Although women have been able to play at the "Home of Golf," the all-male membership body voted this week to allow female membership.
Posted at 7:40 PM, Sep 18, 2014

We don't yet know how Scots voted in the much-discussed independence referendum, but a historic Scottish golfing community voted "yes" to another decision centuries in the making. 

PETER DAWSON ON BBC: "The membership of the Royal and Ancient Golf Club of St. Andrews has voted overwhelmingly in favor of welcoming women members." 

Winds of change swept through the "Home of Golf" Thursday as 85 percent of the historic club's 2,400 members from around the world decided to integrate the clubhouse. (Video via Sky News)

The Royal and Ancient Golf Club is known as the home of golf for two main of reasons: 1) Scotland is the birthplace of modern golf and 2) the 260-year-old golf club has been the governing body of the sport since the 19th century. 

Women could play on the course at St. Andrews the before Thursday, but couldn't be a part of the clubhouse and couldn't be a part of the club's governing body — the R&A. 

The New York Times reports the R&A was created in 2004 and "includes many of the same people as the club itself, and the male-only membership had become an anachronism that cast the club in an unfavorable light with fans and sponsors."

Following the admittance of women members at the Augusta National Golf Club — home of the Masters Tournament — in 2012, former British Prime Minister Gordon Brown said St. Andrews should be next, asking, "If the golf club in Augusta can admit women, then shouldn't St Andrews? If they can do it in South Carolina, can we not do it in Scotland?"

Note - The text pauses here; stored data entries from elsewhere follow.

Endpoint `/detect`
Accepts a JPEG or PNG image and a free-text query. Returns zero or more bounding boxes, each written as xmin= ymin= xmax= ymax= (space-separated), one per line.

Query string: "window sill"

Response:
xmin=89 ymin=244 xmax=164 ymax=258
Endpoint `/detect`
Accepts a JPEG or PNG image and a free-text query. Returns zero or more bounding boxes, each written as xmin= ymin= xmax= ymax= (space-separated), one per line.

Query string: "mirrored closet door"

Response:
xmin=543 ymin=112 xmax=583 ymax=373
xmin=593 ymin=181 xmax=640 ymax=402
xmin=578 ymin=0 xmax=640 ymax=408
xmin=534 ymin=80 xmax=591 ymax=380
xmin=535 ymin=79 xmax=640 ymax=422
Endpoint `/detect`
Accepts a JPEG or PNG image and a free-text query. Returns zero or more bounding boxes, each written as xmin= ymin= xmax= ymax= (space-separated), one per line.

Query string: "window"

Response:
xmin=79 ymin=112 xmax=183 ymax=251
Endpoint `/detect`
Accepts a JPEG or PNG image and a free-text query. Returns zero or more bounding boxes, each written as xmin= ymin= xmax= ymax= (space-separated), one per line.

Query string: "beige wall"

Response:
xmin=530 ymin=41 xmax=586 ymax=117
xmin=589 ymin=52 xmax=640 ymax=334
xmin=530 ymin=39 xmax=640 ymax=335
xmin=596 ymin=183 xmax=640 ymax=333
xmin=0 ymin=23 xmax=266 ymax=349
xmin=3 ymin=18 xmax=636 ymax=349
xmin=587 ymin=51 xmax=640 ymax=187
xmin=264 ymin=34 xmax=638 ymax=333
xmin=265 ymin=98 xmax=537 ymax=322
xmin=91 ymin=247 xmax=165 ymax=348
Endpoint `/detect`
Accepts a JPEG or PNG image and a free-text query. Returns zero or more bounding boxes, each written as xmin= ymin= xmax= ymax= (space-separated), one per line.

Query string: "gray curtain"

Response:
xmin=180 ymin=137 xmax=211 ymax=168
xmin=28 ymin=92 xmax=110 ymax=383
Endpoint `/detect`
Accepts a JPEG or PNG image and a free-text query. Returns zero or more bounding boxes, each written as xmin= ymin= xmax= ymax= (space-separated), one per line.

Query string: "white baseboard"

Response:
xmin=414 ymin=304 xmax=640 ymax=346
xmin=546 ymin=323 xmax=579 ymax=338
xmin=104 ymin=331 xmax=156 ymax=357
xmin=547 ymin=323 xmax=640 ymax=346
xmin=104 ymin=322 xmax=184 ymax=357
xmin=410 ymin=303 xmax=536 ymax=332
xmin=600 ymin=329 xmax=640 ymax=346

But as recently as last year, Dawson, the chief executive of the course who made Thursday's announcement, responded to those pressures with this statement

"We've got, as you mentioned, politicians posturing. ... Our natural reaction is to resist these pressures because we actually don't think they have very much substance." 

And maybe that's what made another part of the announcement from St. Andrews is so significant: the Guardian reports the club is also planning to fast-track at least 15 women for membership so they won't have a long wait. 

The LPGA released a statement praising the decision while Scottish pro golfer Catriona Matthew tweeted, "Great result from the [R&A]."

Dawson said the membership change goes into effect immediately.